I ended the honeymoon. Not God. He was still waiting for me to come back to the beach, drink Pina Coladas and walk in the rain. Return to the crazy teenage ‘somersaulting stomach’ love that marked the start of all this, no matter how embarrassing I found it at the time. I missed it. Missed Him.
A few months back I read Francis Chan’s Crazy Love. As Chan puts it: ‘The God of the universe — the Creator of nitrogen and pine needles, galaxies and e-minor — loves us with a radical, unconditional, self-sacrificing love. And what is our typical response? We go to church, sing songs, and try not to cuss.’
Chan writes the answer to religious complacency isn’t working harder at a list of do’s and don’ts — it’s falling in love with God. ‘Because when you’re wildly in love with someone, it changes everything.’

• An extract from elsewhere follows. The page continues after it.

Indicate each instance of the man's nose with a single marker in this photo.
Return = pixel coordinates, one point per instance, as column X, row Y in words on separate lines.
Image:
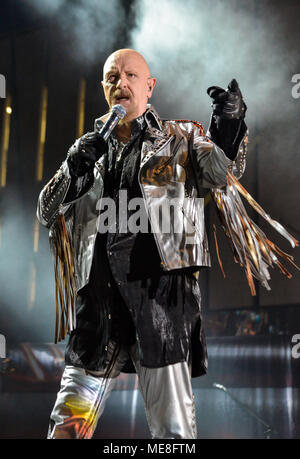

It’s true. I fell head over heels, I wanted to hang out with the object of my affection all the time. I was Madonna ‘True Blue’ giggly and ‘Crazy For You’ all at the same time. And while plenty of people talk about the honeymoon part of a marriage ending as you grow as a couple, I really don’t think God and Jesus want us to grow with them into joyless matrimony.
Look at what He did. Everlasting, eternal love. Radical, unconditional, self-sacrificing love.
And there it is. I think the joy gets lost because too often Christians get caught up in the self-sacrificial nature of what God did for us in Jesus. I mean, that’s a serious gift, right? So, mistakenly, we confuse sacrifice that is the willing, loving, giving of our hearts to God with the sacrifice that is serious, enduring loss. But Jesus died so we may have life. It’s not loss, it’s gain.
It’s a gift to be taken seriously, yes, but no need to be all serious about it. I don’t think God measures the level of our love for Him by how seriously we behave in regards to what He gifted us. Whenever a Christian nods seriously and says, “You know, Jesus died for you,” I think the response ought to be a grinning “I know! How amazing and astounding is that? AND he resurrected. Fantastic!” Stop getting stuck and serious around the death bit, and focus on the three days after.
God’s crazy love can make us all amazing and astounding too, remember, because He gifted a bit of Him into us when He did it. You simply have to accept the amount of love poured out on you, the gift of heaven promised you, and, oh my God, please enjoy it. Smile with it, shine with it, dance in the rain with it and drink Pina Coladas.
It’s a great thing, falling in love every day.
Footnote: a big thank you to Tim MacBride over at Coffee With The King who has just started a great series about Luke 7 34-50 on precisely this. There are no Godincidences that his blog appeared in my feed just as I was pondering faith, joy and honeymoons.